In Norway the incidence of breast cancer has declined a little in the age group 50 – 69 years since 2001, but only in the counties where screening was introduced in the period 2000 – 2004 (10). This decline can therefore be explained as a prevalence effect – a higher incidence of breast cancer is expected in the first screening round than in the following rounds (5).
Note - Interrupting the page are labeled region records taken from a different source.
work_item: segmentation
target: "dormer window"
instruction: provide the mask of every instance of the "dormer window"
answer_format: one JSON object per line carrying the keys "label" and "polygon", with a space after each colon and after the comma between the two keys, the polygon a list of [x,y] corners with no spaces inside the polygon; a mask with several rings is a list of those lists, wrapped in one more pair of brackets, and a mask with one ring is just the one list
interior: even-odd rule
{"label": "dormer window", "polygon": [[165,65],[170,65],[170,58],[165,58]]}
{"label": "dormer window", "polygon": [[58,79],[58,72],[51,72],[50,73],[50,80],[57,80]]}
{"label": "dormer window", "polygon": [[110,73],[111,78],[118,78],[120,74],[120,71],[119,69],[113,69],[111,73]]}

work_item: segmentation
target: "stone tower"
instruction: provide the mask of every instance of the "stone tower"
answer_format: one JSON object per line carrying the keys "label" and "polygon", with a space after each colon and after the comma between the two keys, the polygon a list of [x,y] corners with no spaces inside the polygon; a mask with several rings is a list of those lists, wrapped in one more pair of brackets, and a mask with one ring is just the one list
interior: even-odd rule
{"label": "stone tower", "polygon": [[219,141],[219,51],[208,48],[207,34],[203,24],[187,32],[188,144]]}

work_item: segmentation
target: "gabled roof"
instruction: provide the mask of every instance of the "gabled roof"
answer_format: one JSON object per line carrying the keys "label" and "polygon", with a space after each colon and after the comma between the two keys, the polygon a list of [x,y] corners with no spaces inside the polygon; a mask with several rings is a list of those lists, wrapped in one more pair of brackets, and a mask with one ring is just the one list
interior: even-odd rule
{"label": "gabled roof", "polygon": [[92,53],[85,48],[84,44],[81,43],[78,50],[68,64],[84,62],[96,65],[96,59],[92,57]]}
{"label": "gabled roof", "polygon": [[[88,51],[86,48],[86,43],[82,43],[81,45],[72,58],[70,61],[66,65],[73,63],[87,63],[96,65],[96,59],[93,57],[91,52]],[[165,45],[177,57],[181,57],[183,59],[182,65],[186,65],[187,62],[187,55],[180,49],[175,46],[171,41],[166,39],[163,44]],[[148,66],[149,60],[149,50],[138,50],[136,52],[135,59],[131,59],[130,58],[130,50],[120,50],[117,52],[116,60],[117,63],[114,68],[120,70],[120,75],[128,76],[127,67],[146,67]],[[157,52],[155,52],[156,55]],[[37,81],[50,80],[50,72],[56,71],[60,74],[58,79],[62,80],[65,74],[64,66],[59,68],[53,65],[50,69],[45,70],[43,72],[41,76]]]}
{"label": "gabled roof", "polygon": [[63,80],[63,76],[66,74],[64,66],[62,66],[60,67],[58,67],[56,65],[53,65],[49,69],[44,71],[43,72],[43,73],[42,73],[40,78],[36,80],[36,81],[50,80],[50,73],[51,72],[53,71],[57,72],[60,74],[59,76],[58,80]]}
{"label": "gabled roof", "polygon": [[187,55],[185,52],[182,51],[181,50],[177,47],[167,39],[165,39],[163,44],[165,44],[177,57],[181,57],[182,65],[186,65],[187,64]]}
Overdiagnosis has normally been explained as being due to the detection of tumours that grow so slowly that the women will die of other causes before the tumours cause clinical symptoms (5, 18). These slow-growing tumours should be very largely detected when women attend the first round of screening, and the detection rate should sink dramatically from the first to the second screening round because this tumour population would then have been eliminated. Similarly, the incidence rate should remain very low for many years to come when women leave the screening programme at the age of 69 (see our initial argument to the effect that there should be hardly any cancer in the age group 70 – 84 if the bulk of the increase due to screening is early diagnosis) (5 – 7, 19). But that is not how it is! We have therefore suggested that overdiagnosis can very largely be explained as being due to the detection of tumours that would have shown spontaneous regression without treatment after a while (6, 7). Fryback et al. (19) came to the same conclusion when they analysed cancer register data from Wisconsin in the USA.

Conclusion

After 14 years of mammography screening in the test counties, there is a 50 % increase in the incidence of breast cancer that cannot be explained as early diagnosis or the use of oestrogen plus progestin products. Rather, the increase must be very largely due to overdiagnosis. This means that about 800 women each year in Norway receive an unnecessary cancer diagnosis and are accordingly given cancer treatment (radiation treatment, chemotherapy and hormone treatment) without deriving any benefit from it.

Limitation of liability: Data from the Norwegian Cancer Register have been used in this study. The interpretation and reporting of these data are the sole responsibility of the authors, and have not been subject to approval by the Cancer Register.